Label the images according to the objects you want to detect and save the labels.
Train the Model #
Go to the Impulse design tab and create an impulse with an image data block and image classification.
starting from the raw images, we will resize them (96×96) pixels and so, feeding them to our Transfer Learning block:
Configure the processing and learning blocks and save Impulse.
Pre-processing (Feature generation) #
Besides resizing the images, we should change them to Grayscale to keep the actual RGB color depth. Doing that, each one of our data samples will have dimension 9, 216 features (96x96x1). Keeping RGB, this dimension would be three times bigger. Working with Grayscale helps to reduce the amount of final memory needed for inference.

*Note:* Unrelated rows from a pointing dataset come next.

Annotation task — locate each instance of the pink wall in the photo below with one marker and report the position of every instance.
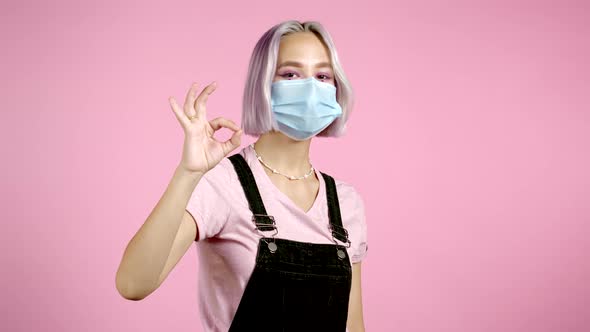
(469, 143)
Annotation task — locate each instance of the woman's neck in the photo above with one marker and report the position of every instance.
(283, 153)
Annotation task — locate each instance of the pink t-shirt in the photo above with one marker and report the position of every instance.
(228, 241)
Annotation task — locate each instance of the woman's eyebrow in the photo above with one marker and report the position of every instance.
(299, 64)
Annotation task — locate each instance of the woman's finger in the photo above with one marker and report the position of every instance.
(219, 122)
(189, 101)
(177, 112)
(201, 101)
(233, 142)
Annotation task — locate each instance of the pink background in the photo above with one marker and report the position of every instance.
(469, 143)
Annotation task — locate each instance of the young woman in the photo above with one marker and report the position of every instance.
(280, 244)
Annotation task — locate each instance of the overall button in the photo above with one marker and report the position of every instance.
(272, 247)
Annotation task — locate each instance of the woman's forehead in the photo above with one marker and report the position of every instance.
(303, 48)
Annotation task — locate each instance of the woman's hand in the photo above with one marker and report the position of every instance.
(201, 152)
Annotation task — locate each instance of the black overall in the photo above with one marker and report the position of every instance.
(295, 286)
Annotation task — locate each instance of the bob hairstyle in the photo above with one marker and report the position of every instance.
(257, 117)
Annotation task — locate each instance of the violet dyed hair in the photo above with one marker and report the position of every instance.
(256, 108)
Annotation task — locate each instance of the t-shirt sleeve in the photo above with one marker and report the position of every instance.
(352, 209)
(208, 204)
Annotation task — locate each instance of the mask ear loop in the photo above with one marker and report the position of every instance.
(272, 246)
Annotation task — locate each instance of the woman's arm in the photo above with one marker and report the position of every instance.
(355, 321)
(158, 244)
(168, 231)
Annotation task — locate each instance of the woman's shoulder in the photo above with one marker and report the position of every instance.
(348, 194)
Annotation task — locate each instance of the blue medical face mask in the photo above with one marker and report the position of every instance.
(303, 108)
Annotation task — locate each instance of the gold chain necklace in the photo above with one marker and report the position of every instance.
(290, 177)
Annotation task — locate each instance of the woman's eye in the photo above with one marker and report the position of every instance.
(287, 75)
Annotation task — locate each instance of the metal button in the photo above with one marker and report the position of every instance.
(272, 247)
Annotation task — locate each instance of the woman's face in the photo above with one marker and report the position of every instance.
(302, 55)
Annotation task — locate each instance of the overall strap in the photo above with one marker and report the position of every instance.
(338, 231)
(262, 221)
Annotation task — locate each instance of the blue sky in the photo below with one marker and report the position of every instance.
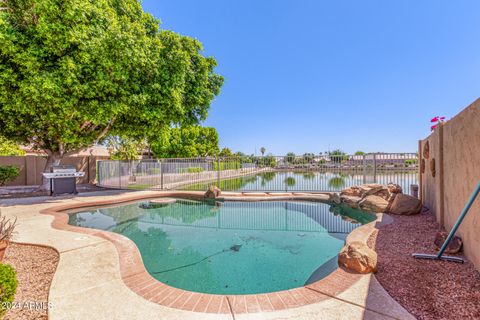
(311, 76)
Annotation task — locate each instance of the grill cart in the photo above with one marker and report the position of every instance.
(63, 179)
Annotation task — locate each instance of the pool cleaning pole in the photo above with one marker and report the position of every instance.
(452, 232)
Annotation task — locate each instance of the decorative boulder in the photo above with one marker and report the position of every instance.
(335, 198)
(454, 246)
(350, 201)
(371, 188)
(394, 188)
(358, 257)
(404, 204)
(213, 192)
(352, 192)
(374, 204)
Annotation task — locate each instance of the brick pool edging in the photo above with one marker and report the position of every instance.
(137, 278)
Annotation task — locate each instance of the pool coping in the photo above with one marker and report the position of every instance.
(137, 279)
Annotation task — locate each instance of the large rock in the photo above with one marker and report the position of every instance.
(213, 192)
(335, 198)
(358, 257)
(454, 246)
(371, 188)
(351, 201)
(404, 204)
(394, 188)
(374, 204)
(354, 191)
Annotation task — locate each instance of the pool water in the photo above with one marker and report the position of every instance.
(232, 247)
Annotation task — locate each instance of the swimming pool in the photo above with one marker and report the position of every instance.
(231, 247)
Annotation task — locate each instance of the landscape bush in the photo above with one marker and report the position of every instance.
(230, 165)
(7, 174)
(192, 170)
(8, 287)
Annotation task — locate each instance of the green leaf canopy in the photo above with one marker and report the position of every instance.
(72, 72)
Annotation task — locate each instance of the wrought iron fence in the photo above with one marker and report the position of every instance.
(261, 173)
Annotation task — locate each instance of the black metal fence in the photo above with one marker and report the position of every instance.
(261, 173)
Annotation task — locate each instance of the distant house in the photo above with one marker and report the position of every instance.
(96, 151)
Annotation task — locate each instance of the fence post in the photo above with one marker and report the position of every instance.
(119, 175)
(161, 174)
(218, 172)
(364, 167)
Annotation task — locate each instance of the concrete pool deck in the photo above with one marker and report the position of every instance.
(90, 279)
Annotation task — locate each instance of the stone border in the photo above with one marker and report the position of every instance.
(137, 278)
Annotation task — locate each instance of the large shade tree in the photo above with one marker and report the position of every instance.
(73, 72)
(186, 142)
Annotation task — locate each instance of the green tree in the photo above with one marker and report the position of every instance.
(186, 142)
(226, 152)
(338, 156)
(308, 157)
(125, 148)
(290, 157)
(73, 72)
(9, 148)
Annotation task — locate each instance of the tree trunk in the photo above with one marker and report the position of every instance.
(53, 159)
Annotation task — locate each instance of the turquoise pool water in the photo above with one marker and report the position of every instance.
(231, 247)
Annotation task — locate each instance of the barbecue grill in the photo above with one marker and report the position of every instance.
(63, 179)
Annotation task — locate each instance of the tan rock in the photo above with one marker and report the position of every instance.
(394, 188)
(358, 257)
(374, 204)
(372, 188)
(454, 246)
(335, 198)
(350, 201)
(213, 192)
(352, 192)
(404, 204)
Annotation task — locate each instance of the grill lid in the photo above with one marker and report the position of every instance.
(63, 169)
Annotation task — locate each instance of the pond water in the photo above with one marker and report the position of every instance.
(311, 181)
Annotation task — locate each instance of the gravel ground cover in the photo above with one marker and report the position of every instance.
(35, 267)
(427, 289)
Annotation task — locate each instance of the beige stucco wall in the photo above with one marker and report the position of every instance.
(461, 173)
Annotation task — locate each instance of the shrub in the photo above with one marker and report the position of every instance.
(7, 174)
(192, 170)
(154, 171)
(230, 165)
(8, 286)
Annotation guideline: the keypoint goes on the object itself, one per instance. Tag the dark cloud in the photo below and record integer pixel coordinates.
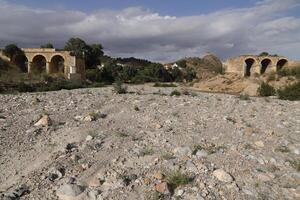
(142, 33)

Click Save parameters and then Generate features.
Before training the model, adjust the following parameters.
Train your model with the uploaded images.

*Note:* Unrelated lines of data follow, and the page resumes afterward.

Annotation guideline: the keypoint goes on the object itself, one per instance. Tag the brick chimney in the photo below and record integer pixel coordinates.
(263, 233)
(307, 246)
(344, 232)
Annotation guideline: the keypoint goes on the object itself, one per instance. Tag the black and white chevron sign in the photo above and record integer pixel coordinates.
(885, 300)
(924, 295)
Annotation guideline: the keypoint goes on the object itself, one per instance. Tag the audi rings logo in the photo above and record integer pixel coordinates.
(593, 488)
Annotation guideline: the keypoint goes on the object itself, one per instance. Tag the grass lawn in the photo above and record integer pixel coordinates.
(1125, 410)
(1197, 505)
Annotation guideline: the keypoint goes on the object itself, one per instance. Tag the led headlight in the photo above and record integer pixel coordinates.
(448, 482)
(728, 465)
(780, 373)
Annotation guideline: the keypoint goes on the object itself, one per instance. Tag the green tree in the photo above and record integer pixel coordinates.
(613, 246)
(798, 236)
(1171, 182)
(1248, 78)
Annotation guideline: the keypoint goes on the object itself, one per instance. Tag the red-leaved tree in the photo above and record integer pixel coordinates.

Deploy the Model to ESP32-S3 #
After training, go to the Deployment tab and select ESP32 to export your model as an Arduino library.
Modify the ESP32-S3 Code to Use the Model #
Download the generated library and add it to your Arduino IDE by going to Sketch -> Include Library -> Add .ZIP Library.

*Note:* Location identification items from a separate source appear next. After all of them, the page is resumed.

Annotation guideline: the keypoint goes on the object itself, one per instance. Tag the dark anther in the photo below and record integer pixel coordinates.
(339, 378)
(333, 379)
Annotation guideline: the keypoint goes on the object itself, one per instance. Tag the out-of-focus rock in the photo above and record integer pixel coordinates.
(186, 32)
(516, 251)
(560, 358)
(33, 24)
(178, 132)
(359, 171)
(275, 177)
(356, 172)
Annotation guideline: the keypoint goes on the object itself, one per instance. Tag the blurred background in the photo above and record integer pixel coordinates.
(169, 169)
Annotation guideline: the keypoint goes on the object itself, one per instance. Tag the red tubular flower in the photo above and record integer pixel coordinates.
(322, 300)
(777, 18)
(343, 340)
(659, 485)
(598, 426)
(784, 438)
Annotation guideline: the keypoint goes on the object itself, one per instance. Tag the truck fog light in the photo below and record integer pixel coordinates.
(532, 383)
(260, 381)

Under the Examples tab on Arduino IDE, you should find a sketch code under your project name.
Modify the code with corresponding camera chip model and the pin configurations, and also the Auto focus coding part.
Here is the code snippet needed to integrate the Edge Impulse model,
#include "ESP32_OV5640_AF.h"
#define CAMERA_MODEL_ESP32S3_CAM_LCD
#elif defined(CAMERA_MODEL_ESP32S3_CAM_LCD)
#define PWDN_GPIO_NUM 41 //POWER
#define RESET_GPIO_NUM 42
#define XCLK_GPIO_NUM 15 //MCLK
#define SIOD_GPIO_NUM 4 //SDA
#define SIOC_GPIO_NUM 5 //SCL
#define Y9_GPIO_NUM 16
#define Y8_GPIO_NUM 17
#define Y7_GPIO_NUM 18
#define Y6_GPIO_NUM 12
#define Y5_GPIO_NUM 10
#define Y4_GPIO_NUM 8
#define Y3_GPIO_NUM 9
#define Y2_GPIO_NUM 11
#define VSYNC_GPIO_NUM 6
#define HREF_GPIO_NUM 7
#define PCLK_GPIO_NUM 13
#define LED_GPIO_NUM 14
#else
#error "Camera model not selected"
#endif
OV5640 ov5640 = OV5640();
void setup()
{
Serial.begin(115200);
sensor_t* sensor = esp_camera_sensor_get();
ov5640.start(sensor);
if (ov5640.focusInit() == 0) {
Serial.println("OV5640_Focus_Init Successful!");
}
if (ov5640.autoFocusMode() == 0) {
Serial.println("OV5640_Auto_Focus Successful!");
}
if (sensor->id.PID == OV3660_PID) {
sensor->set_vflip(sensor, 1); // flip it back
sensor->set_brightness(sensor, 1); // up the brightness just a bit
sensor->set_saturation(sensor, -2); // lower the saturation
}
}
Upload the code to your ESP32-Cam, and you should be OK to start classifying your objects. You can check it on Serial Monitor.
Testing the Model (Inference) #
Processes video stream with the Edge Impulse model, the classification result will appear on the Serial Monitor.